J'enchaîne les “mais”, mais je ne peux pas te laisser seul ici, mais on passait un si bon moment, mais j’ai le linge à plier à la maison, mais on ne va pas rester ici - sans résultat. De désarçonnée, je passe rapidement à décomposée: je n’arrive pas à l’atteindre, le bougre d’âne de tête de mule. Je me refuse à me mettre à crier et cherche en moi des solutions pédagogiques… qui me glissent entre les doigts. Je me sens complètement impuissante, piétinée, humiliée même, parce qu’au fond, comme je ne peux pas le planter là, je dois attendre qu’il daigne nous sortir de ce mauvais pas. Dans ma tête, je maudis la modernité parentale et regrette le temps où il était acceptable de mettre une gifle à un mouffetard récalcitrant… Surtout que je me sens giflée: nous qui passions une si belle matinée! Je veux qu’il y ait une suite, tangible, à ça. Pas une punition, mais une suite: que Grand se dise, ben oui, comme il nous a retardé avec son mauvais caractère, alors on n’a pas pu faire telle ou telle chose. Je ravale donc ma colère et me dis que voilà: je lui avais promis de jouer à un jeu de société avec lui, mais comme il me fait perdre une demi-heure, je vais devoir plier le linge, préparer le repas et pas de chance, pas de temps pour le jeu. Je ne sais pas si c’est une réponse qui va servir à quelque chose, mais je m’y accroche: il m’aura fait un plan pourri ici, il m’aura mise à ses pieds, mais il en subira les conséquences - au moins une, même petite, même minime.


Grand et moi avons, là, un passif: des plans comme ça, où il se bloque, il m’en a déjà fait un certain nombre. Et s’il y a bien une chose qui me fait peur, c’est que mon aîné devienne un gros égoïste qui attend qu’on s’arrange autour de lui. Sa gaucherie de tout à l’heure au petit-déjeuner a réveillé ce que je n’aime pas chez mon fils. Ce sale caractère, cette façon de bloquer tout le monde de sa mauvaise humeur, je ne supporte pas. Et moi, qui, en tant que prof d’un établissement favorisé, en vois toute la journée, des petits péteux, j’ai cette peur d’avoir un gamin inflexible et insupportable, que je traîne comme un bagage.


On finit par repartir.
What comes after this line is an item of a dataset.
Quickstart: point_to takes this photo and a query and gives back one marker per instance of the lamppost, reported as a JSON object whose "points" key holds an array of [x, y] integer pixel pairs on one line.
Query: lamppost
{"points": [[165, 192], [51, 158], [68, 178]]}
Grand, pour signifier qu’il est toujours fâché, pousse son vélo sur la piste un peu plus loin, restant suffisamment derrière moi pour que je ne puisse pas lui adresser la parole et suffisamment près pour que je voie qu’il me fait la tronche. De temps en temps, il remonte sur son vélo, puis redescend pour ralentir l’allure. En lui-même, il doit penser mille choses incohérentes et têtues de pourquoi il doit faire du vélo alors qu’on pourrait y aller en voiture, que c’est loin et ça fatigue trop de pédaler dans la montée, elle va voir ce qu’elle va voir, Maman. En moi-même, je pense mille choses incohérentes sur mon gamin et sur ce qui l’attend à la maison, des stratégies éducatives diverses pour que sa mauvaise tête connaisse des conséquences, il va voir ce qu’il va voir, Grand. 


Et c’est ainsi qu’on monte, tout doucement, lestés par nos visages lourds de colère, par nos têtes pleines d’invectives, et par nos bagages.